VOCÊ SEMPRE FOI ADEPTA DA LEITURA, NÃO É? INCLUSIVE ISSO CONTRIBUIU PARA QUE VOCÊ ROMPESSE BARREIRAS E QUESTIONASSE O SISTEMA, TENDO O PODER DE ARGUMENTAR COM OS INQUISIDORES. POR QUE É IMPORTANTE TER CONHECIMENTO E POR QUE ESSE ACESSO AO SABER ERA TÃO CONDENADO NO PASSADO, PRINCIPALMENTE QUANDO SE TRATAVA DE MULHERES?
O conhecimento liberta. Ele tira de você as amarras da ignorância, do preconceito, da injustiça. Ler é um ato político, pois através da leitura eu posso refletir, ter fluição estética, conseguir entender o que o sistema está armando para a gente. Porque o sistema, seja ele capitalista ou não, quer coordenar, quer controlar as pessoas. Hoje a gente vive globalmente, e mesmo os países que dizem não ser capitalistas regem pela cartilha do capitalismo, do liberal, que faz com que eu seja prisioneira da minha ignorância.
Se promoverem a educação e o conhecimento, darão liberdade para as pessoas refletirem, e isso não é prioridade para eles. A educação não é prioridade nos países, não é! A leitura não é tão alardeada como outras coisas — a música, a dança e o futebol, por exemplo. Fala-se 24 horas desses assuntos, propaga-se o desconhecimento, dancinhas e um monte de postagens que não levam a nada! Mas não se propaga em larga escala que a leitura, que o conhecimento
pode libertar você dos seus próprios preconceitos, pode abrir o seu campo de visão, pode expandir. Isso não é dito.
Então, a leitura fez comigo o quê? Me fez ver mais longe, me fez olhar as pessoas, me fez entender as pessoas, tentar respeitar toda e qualquer pessoa à revelia de posição política, de questão econômica, à revelia disso. Então, eu repito: o conhecimento salva!

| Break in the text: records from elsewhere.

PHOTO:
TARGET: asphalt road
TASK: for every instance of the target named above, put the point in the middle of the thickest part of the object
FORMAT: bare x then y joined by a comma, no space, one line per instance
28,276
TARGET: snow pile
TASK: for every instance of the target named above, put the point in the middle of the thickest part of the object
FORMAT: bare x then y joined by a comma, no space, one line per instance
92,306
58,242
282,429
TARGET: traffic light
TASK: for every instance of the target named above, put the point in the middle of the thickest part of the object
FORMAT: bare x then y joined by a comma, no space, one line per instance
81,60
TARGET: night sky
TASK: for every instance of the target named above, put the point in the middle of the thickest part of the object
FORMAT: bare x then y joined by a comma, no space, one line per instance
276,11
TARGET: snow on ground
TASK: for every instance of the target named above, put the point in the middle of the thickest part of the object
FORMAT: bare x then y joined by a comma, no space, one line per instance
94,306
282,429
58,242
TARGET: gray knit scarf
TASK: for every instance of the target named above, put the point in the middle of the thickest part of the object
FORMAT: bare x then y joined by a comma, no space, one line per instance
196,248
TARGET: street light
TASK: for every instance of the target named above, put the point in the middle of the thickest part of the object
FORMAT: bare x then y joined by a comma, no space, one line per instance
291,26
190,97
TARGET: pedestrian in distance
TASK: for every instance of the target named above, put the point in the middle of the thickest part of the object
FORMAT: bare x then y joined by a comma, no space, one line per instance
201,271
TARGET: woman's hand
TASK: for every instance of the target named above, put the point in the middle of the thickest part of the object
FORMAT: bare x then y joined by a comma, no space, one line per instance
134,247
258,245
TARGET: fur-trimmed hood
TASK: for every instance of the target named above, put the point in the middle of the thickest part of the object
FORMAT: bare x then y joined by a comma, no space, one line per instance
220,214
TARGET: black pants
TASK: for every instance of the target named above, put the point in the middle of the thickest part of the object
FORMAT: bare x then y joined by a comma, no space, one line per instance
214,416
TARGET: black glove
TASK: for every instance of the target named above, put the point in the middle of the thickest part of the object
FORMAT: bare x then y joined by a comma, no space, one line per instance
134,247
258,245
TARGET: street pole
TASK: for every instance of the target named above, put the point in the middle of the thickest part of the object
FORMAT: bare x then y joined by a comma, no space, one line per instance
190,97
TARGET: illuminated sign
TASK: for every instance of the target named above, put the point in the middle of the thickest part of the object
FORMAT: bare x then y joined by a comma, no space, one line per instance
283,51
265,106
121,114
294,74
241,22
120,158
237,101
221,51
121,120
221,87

POR FIM, QUEM É A BRANCA DIAS NA ATUALIDADE?
Ela é as muitas mulheres deste país que lutam todos os dias para educar os filhos, que estão sozinhas, que são mãe solo, que têm que levantar de manhã e ir atrás de um prato de comida para os filhos, que não têm imunidade social, que estão sendo exploradas pelo sistema capitalista. Ela é, principalmente, as mulheres negras, que não são respeitadas como deveriam. A maioria delas sem possibilidade de ter um emprego melhor, vendo os filhos ser assassinados pelo Estado diariamente, tão somente porque são pretos. É uma necropolítica que quer exterminar os corpos negros que não têm utilidade para o sistema capitalista, que fazem das prisões novas senzalas. Só que alguém está ganhando dinheiro com a miséria, porque no sistema capitalista as coisas só acontecem porque geram lucro. Então, a Branca Dias de hoje é a mulher negra!
Personagem: Branca Dias Aparece na obra: "O Santo Inquérito" (1966)

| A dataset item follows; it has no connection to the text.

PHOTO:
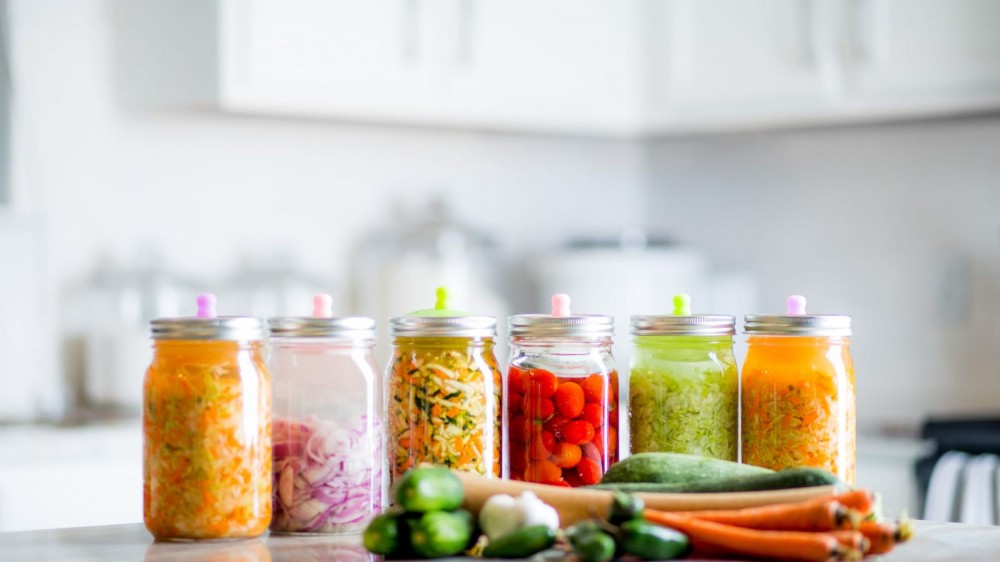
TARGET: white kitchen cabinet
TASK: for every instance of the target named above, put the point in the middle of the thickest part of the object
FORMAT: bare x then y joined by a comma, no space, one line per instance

Lena Roque interpretou Branca Dias para esta entrevista. Formada em artes cênicas pela Escola de Comunicações e Artes da Universidade de São Paulo (ECA/USP), é atriz, diretora teatral, dramaturga e roteirista. Atuou por dez anos em "Louca de amor", com texto e codireção de sua autoria. Como atriz, também participou de
produções no cinema, na televisão e no teatro, onde atuou em 22 espetáculos. Produz e apresenta o "Almerindas podcast", sobre literatura feminina negra. Dirigiu "Bonita Lampião", contemplado na 10ª Edição do Prêmio Zé Renato. É atriz da série "Sentença", do Amazon Prime.